Boyd Gaming Corporation, a major casino and entertainment company headquartered in Las Vegas, has become the latest high-profile target of cybercriminals. The company revealed in a filing with the U.S. Securities and Exchange Commission (SEC) on September 23, 2025, that its internal systems had been breached, allowing unauthorized actors to steal confidential data.

While Boyd has not disclosed the full scope of the information taken, the company acknowledged that details about employees and “a limited number of other individuals” were removed from its systems. Though casino and hotel operations remained unaffected, the disclosure has drawn significant scrutiny, particularly as companies in the gaming sector have faced escalating cyberattacks in recent years.

The filing noted that once the intrusion was detected, Boyd immediately enlisted “leading external cybersecurity experts” and worked with federal law enforcement. The company said it holds cybersecurity insurance designed to offset expenses tied to investigations, business disruptions, legal costs, and potential regulatory penalties. Boyd further stated that it does not expect the incident to have a “material adverse effect” on its financial standing or overall operations.

Former Employee Files Lawsuit Alleging Negligence

The company is now facing legal action from Scott Levy, a former Boyd Gaming employee residing in Las Vegas, who filed a lawsuit in U.S. District Court in Nevada. Levy’s complaint, which he hopes to expand into a class action, claims Boyd failed to implement adequate safeguards to prevent the theft of personal data, including Social Security numbers and other sensitive employee and customer records.

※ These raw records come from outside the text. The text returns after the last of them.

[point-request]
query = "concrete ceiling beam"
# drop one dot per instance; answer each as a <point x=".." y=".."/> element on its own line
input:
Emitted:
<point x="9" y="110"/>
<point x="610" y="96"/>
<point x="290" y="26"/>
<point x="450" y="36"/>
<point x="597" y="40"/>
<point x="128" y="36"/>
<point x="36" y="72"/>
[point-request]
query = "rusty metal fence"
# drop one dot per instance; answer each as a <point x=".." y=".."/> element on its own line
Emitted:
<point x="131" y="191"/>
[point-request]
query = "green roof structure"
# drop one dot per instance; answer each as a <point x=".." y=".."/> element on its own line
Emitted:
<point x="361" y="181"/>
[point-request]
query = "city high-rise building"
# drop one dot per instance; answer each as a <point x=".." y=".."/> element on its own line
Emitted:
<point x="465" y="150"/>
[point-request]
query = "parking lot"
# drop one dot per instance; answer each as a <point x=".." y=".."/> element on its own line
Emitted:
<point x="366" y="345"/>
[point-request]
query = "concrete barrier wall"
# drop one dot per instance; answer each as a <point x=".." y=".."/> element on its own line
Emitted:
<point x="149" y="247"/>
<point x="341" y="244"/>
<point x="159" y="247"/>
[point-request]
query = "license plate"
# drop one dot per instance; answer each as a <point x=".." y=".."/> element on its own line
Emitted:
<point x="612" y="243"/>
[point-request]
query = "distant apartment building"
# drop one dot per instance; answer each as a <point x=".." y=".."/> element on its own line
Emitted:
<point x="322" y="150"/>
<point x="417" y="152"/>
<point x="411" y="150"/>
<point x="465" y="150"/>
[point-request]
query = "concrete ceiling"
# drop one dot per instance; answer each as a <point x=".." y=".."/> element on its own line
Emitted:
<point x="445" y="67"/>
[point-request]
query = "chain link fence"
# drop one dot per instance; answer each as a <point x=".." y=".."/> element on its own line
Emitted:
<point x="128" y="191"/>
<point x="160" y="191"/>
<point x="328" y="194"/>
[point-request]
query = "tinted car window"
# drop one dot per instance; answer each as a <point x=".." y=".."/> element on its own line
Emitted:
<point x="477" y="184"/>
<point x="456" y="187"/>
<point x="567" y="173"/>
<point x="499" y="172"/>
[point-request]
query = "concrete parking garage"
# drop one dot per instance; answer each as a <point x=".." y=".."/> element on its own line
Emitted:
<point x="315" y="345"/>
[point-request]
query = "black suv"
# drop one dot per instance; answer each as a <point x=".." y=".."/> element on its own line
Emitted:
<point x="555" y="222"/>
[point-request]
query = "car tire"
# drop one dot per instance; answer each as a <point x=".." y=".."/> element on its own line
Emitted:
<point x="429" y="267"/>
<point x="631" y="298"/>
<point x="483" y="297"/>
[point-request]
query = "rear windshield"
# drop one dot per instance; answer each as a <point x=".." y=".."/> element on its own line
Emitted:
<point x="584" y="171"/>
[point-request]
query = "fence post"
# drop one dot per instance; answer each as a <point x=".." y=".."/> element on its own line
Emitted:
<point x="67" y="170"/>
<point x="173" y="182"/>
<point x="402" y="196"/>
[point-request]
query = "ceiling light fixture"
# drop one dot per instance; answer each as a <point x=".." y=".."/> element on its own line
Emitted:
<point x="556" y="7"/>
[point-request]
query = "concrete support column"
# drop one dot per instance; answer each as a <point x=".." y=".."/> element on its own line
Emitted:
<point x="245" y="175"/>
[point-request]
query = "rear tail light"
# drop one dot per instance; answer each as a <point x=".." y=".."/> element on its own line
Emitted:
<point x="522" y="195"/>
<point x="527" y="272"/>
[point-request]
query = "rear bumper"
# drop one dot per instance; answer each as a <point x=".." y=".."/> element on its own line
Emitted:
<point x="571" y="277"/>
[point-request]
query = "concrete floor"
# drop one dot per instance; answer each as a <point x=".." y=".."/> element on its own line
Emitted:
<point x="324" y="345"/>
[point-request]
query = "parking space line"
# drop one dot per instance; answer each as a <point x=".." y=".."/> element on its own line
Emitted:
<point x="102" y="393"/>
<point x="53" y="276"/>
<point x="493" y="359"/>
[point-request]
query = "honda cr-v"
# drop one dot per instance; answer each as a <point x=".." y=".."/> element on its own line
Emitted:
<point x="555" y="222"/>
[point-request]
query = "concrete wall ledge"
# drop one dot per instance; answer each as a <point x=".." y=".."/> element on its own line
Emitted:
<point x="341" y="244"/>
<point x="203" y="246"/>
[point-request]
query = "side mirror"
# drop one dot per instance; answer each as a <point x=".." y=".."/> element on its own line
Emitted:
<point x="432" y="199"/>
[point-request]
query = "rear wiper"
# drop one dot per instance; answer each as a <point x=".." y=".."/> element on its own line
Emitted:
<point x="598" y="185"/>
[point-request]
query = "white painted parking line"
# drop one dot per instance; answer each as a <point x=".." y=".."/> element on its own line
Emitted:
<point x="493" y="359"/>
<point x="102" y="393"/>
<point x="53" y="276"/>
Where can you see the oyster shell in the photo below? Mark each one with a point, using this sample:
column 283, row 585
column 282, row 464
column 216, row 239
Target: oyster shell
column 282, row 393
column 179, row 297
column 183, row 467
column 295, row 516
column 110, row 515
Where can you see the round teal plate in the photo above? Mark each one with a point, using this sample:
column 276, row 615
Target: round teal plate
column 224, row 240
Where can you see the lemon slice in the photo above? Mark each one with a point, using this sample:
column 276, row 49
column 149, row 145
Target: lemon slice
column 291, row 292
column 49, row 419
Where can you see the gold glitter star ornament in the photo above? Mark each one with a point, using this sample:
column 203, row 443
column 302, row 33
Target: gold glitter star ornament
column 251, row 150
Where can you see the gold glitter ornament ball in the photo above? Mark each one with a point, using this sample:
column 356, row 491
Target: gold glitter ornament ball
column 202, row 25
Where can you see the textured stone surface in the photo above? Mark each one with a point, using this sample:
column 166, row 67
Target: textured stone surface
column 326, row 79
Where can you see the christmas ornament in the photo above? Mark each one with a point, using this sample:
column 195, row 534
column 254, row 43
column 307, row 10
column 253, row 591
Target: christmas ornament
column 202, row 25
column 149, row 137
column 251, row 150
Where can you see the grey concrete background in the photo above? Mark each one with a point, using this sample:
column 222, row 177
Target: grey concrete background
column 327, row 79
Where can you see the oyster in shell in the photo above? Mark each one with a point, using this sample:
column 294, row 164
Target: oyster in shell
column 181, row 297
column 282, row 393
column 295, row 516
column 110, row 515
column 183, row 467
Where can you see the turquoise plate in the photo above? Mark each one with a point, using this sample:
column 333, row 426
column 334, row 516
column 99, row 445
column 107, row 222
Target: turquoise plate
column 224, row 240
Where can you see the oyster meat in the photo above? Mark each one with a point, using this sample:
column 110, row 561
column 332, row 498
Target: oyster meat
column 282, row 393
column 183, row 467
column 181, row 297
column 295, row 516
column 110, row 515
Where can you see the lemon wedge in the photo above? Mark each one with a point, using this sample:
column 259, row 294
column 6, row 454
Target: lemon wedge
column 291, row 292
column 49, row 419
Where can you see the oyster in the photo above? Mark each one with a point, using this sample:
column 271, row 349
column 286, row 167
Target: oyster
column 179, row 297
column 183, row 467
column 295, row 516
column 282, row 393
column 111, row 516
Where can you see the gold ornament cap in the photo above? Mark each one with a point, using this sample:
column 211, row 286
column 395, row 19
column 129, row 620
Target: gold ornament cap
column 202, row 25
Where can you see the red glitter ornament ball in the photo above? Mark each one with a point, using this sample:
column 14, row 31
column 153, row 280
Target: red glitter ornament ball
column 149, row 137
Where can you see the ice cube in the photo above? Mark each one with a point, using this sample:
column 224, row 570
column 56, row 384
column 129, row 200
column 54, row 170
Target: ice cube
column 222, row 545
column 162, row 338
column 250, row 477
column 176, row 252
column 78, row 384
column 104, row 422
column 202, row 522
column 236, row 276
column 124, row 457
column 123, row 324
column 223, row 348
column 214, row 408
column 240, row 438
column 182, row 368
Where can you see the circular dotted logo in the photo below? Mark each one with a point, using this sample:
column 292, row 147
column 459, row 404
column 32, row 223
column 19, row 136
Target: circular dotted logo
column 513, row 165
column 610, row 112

The lawsuit argues that Boyd effectively admitted the severity of the breach. As stated in the filing, “Defendant employed ‘leading external cybersecurity experts’ and determined that ‘the unauthorized third party removed certain data from (defendant’s) IT systems, including information about employees and a limited number of other individuals.’” Levy emphasized that Boyd’s acknowledgment confirmed that personal data was stolen—not simply viewed—and that the company’s security measures were “completely inadequate.”

Levy’s lawsuit accuses Boyd of negligence, breach of implied contract, unjust enrichment, and violations of the Nevada Consumer Fraud Act. He is seeking a jury trial and hopes the court will certify the case as a class action, potentially opening the door for other affected employees and customers to join. Boyd Gaming has declined to comment on ongoing litigation beyond its official SEC disclosure.

Casino Industry Remains a Target for Hackers

Boyd Gaming’s data breach places it alongside other major Nevada casino operators that have suffered damaging cyber incidents in recent years. Caesars Entertainment admitted in 2023 that it paid hackers $15 million after its systems were compromised, while MGM Resorts International endured nine days of major operational disruption from a ransomware attack the same year. MGM later reported estimated losses of about $100 million.

Both incidents were tied to the hacking group known as “Scattered Spider,” which authorities believe was behind a series of coordinated attacks on casinos. Recently, law enforcement in Las Vegas announced the arrest of a teenager suspected of participating in some of those attacks, calling the operation a “sophisticated cyber crime.”

Cybersecurity analysts note that casinos are particularly appealing targets due to their vast troves of personal, financial, and transactional information. With operations spanning gaming, hospitality, and loyalty programs, these businesses present multiple vulnerabilities for malicious actors to exploit.

Ongoing Investigations and Next Steps

Boyd Gaming, which operates 11 casinos in the Las Vegas Valley and nearly a dozen more properties across 10 states, is continuing to notify individuals whose information may have been compromised. Regulators and government agencies are also being contacted as the investigation unfolds.

Although the full extent of the breach remains unclear, the lawsuit highlights the growing legal and financial risks companies face when personal data is exposed. For employees and customers impacted, the possibility of fraud or identity theft looms large, and attorneys are encouraging anyone who received a notice from Boyd Gaming to consider legal action.

As the case progresses, Boyd Gaming joins a growing list of casino operators learning firsthand the costly consequences of cybercrime. With lawsuits pending and regulatory scrutiny mounting, the company’s handling of this breach will likely serve as a critical test of accountability in an industry under increasing digital threat.